« Et puis un jour, l’eau s’est arrêtée » : quand São Paulo et ses 11 millions d’habitants ont frôlé la catastrophe….

L’eau, cet élément vital pour tous, doit être protégé, il en va de notre vie. Alors que des études sur la pollution de tous les cours d’eau, nous alertent. Lisez comment la mégalopole de São Paulo, avec sa mauvaise gestion et sa politique de déforestation, a failli tourner à la catastrophe. Rien n’est résolu, puisque les intérêts en jeu sont privilégiés à celui des habitants.

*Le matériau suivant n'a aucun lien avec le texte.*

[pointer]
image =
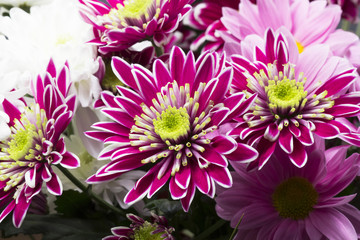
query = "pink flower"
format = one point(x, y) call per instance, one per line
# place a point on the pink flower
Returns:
point(173, 120)
point(309, 22)
point(35, 145)
point(298, 95)
point(281, 201)
point(205, 16)
point(126, 22)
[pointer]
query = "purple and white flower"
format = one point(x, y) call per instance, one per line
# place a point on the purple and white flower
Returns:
point(173, 119)
point(35, 144)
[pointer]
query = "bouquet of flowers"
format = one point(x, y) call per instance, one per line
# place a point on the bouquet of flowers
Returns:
point(179, 119)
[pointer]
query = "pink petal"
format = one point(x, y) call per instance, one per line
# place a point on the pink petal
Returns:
point(299, 156)
point(54, 186)
point(224, 144)
point(286, 141)
point(70, 160)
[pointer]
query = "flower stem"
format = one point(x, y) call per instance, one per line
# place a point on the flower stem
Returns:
point(235, 229)
point(158, 50)
point(210, 230)
point(87, 190)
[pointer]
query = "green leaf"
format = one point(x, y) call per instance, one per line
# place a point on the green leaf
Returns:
point(54, 227)
point(74, 204)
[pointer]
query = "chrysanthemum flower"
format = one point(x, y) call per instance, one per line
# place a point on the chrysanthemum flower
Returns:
point(349, 8)
point(205, 16)
point(35, 144)
point(173, 119)
point(281, 201)
point(55, 30)
point(126, 22)
point(156, 229)
point(309, 22)
point(298, 95)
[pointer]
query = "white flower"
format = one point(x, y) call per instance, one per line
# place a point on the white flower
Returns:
point(17, 3)
point(54, 31)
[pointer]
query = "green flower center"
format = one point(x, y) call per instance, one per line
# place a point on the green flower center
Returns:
point(132, 9)
point(172, 123)
point(144, 232)
point(294, 198)
point(21, 142)
point(285, 93)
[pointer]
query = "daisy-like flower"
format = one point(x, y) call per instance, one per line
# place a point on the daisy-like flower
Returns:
point(56, 31)
point(205, 16)
point(281, 201)
point(156, 229)
point(123, 23)
point(298, 95)
point(17, 3)
point(35, 145)
point(309, 22)
point(174, 119)
point(349, 8)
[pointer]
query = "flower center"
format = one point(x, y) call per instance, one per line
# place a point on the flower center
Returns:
point(132, 13)
point(134, 8)
point(300, 47)
point(21, 141)
point(285, 93)
point(294, 198)
point(145, 232)
point(172, 124)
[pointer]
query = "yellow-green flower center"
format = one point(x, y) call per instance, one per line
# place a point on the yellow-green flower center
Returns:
point(294, 198)
point(132, 9)
point(144, 232)
point(300, 47)
point(285, 93)
point(172, 123)
point(21, 142)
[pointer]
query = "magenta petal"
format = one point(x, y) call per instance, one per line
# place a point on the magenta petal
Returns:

La mégapole de São Paulo et sa région ont connu une pénurie d’eau inédite en 2014 au point d’entraîner rationnements et coupures en plein été brésilien. Depuis, le retour des précipitations n’a pas éloigné le spectre d’une nouvelle crise. En cause : la déforestation de l’Amazonie qui modifie les données climatiques, la gestion scandaleuse de la société d’approvisionnement qui préfère enrichir ses actionnaires, et l’incurie des politiques publiques, qui rechignent à investir dans les infrastructures et à soutenir des alternatives locales pourtant prometteuses. Enquête sur un effondrement hydrique qui menace. « Et puis un jour, l’eau s’est arrêtée », se souvient ce couple de septuagénaires paulistains. Même ici, dans une zone résidentielle plutôt cossue de São Paulo, à Vila Madalena, plus une goutte d’eau ne sortait des robinets. « Alors, la copropriété a fait venir des camions d’eau, tous les deux jours. Nous les payions de notre poche. Puis l’eau est revenue, mais était rationnée, il n’y en avait pas le soir, ni la nuit. » C’était il y a moins de quatre ans. Le Brésil accueillait la coupe du monde de football, était en pleine année d’élections, présidentielles, à la chambre des députés et au Sénat, pour les gouverneurs et les assemblées des États fédérés. Cette année 2014, la plus grande ville brésilienne et ses 11 millions d’habitants, ainsi que toute sa région périphérique, ont traversé une crise de l’eau historique, qui a failli aboutir à un scénario catastrophe.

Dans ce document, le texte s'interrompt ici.